Commending the progress made to prevent and combat domestic and gender-based violence, the Commissioner recommends harmonising the provisions of the Criminal Code and Criminal Procedure Code with those of the 2011 Law on Protection against domestic violence, most notably with regard to the application of protection measures. “Judges should be made fully aware of the important role they play in protecting victims, preventing repeated instances of abuse and bringing perpetrators to justice. Furthermore, a unified and systematic approach to preventing violence and responding to calls for help should be developed and consistently applied throughout the country”, said the Commissioner.

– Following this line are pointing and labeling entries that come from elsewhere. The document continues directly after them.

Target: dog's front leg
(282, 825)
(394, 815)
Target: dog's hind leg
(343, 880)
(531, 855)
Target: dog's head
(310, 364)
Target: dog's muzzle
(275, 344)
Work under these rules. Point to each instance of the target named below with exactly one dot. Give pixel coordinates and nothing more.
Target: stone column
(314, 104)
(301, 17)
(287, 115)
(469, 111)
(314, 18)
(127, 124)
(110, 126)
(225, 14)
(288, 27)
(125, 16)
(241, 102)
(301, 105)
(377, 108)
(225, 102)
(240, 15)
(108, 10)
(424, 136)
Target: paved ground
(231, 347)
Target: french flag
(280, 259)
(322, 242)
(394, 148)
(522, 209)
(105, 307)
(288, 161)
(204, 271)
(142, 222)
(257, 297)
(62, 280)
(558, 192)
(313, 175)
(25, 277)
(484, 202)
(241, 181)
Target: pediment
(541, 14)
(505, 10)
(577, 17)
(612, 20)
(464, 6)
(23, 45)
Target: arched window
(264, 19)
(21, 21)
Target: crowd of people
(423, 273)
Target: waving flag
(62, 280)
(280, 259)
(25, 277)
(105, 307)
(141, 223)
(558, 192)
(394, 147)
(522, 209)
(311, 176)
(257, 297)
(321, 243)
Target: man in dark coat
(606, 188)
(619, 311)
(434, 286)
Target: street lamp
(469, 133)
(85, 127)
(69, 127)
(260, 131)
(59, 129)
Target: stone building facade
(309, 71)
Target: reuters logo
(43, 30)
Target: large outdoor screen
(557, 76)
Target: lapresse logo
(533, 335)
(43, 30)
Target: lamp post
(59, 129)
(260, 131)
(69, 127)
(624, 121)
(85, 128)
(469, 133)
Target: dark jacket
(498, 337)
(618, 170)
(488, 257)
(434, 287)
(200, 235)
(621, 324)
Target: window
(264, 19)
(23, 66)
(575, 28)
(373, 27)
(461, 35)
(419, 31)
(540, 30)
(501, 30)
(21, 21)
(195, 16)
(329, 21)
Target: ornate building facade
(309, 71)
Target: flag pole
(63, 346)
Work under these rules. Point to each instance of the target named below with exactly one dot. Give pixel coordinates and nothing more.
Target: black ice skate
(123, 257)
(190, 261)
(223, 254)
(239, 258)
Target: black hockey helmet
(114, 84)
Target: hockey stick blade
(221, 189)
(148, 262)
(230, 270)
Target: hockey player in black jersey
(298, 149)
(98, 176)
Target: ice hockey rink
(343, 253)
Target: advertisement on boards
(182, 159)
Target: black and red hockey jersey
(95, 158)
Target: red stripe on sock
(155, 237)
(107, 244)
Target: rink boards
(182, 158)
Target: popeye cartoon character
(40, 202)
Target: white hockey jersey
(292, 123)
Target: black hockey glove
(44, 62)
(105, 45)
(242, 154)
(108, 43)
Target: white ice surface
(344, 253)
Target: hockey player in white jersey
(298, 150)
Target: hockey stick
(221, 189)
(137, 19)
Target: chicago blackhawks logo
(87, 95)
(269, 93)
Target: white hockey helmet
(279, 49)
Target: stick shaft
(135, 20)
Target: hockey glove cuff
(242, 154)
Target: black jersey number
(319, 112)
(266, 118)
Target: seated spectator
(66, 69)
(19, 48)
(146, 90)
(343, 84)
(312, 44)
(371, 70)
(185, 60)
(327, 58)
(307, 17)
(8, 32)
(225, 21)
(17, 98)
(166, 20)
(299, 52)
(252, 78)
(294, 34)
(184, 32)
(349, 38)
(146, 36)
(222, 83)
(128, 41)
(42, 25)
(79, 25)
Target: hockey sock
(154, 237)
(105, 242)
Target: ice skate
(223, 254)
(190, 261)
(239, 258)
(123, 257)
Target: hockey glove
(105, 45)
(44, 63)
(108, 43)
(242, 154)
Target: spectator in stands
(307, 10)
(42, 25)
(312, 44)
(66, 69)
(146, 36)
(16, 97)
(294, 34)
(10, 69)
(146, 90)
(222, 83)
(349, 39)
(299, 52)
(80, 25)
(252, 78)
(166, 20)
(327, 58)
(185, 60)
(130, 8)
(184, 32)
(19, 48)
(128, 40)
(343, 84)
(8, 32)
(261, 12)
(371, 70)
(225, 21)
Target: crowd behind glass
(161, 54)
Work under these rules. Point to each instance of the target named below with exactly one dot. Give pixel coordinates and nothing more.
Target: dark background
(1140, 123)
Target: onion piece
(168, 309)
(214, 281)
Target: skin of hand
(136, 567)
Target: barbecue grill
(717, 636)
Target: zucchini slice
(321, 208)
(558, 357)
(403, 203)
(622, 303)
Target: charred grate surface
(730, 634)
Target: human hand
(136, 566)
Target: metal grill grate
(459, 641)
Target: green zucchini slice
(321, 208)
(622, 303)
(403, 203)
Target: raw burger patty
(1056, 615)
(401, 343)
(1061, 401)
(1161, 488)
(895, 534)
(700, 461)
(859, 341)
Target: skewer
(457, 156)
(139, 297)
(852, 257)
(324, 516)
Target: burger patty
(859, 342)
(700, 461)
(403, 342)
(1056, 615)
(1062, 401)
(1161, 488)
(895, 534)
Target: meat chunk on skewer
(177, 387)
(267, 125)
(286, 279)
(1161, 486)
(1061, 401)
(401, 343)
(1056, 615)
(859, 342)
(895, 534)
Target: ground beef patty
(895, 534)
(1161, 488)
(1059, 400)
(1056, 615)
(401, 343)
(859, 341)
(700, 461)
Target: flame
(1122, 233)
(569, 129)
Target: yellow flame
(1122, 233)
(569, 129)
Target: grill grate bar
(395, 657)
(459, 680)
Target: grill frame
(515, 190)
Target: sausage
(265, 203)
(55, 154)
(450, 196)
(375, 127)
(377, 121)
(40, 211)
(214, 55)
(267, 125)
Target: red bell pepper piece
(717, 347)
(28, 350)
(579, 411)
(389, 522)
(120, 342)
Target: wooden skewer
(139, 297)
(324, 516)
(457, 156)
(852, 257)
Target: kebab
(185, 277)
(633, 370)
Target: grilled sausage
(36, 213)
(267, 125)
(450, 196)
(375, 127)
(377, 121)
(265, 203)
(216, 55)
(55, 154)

He also calls on the Lithuanian authorities to ratify the Council of Europe Convention on preventing and combating all forms of violence against women and domestic violence (Istanbul Convention), because it provides an effective framework and methodology to help address the root causes of gender-based violence.

The Commissioner recommends implementing the law banning all forms of violence against children through a coordinated strategy and effective and independent monitoring. “All national and local actors should be involved in preventing violence against children and in protecting and supporting the victims. It is paramount that the authorities let the public and professionals dealing with children understand that violence has no place in the education of a child, and that positive and non-violent forms of child-rearing should be adopted.”

Furthermore, the Commissioner urges the Lithuanian authorities to avoid placing children deprived of parental care or with behaviourial problems in institutions, and to develop instead community- and family-based care alternatives.

As regards the human rights of persons with disabilities, the Commissioner recommends accelerating the process of deinstitutionalisation and adopting measures to foster independent and autonomous living. Additionally, he encourages the authorities to pursue their on-going efforts to develop a system of supported decision-making based on individual consent, to treat persons with disability with equal standing in courts and tribunals, and to uphold their rights to vote and stand for elections. The authorities should also eliminate coercive practices in psychiatry and authorise involuntary placements in closed settings only on the basis of objective and non-discriminatory criteria and with adequate safeguards. “Placement of persons in closed wards and care homes against their will but with the consent of their guardians or legal representatives should be fully abolished.”

Lastly, the Commissioner recommends establishing a truly inclusive education system for children with disabilities rather than placing them in special schools, doing away with segregated work environments, and implementing effective policies to facilitate employment opportunities and to ensure universal access to quality health care, housing, transport and public facilities for persons with disabilities.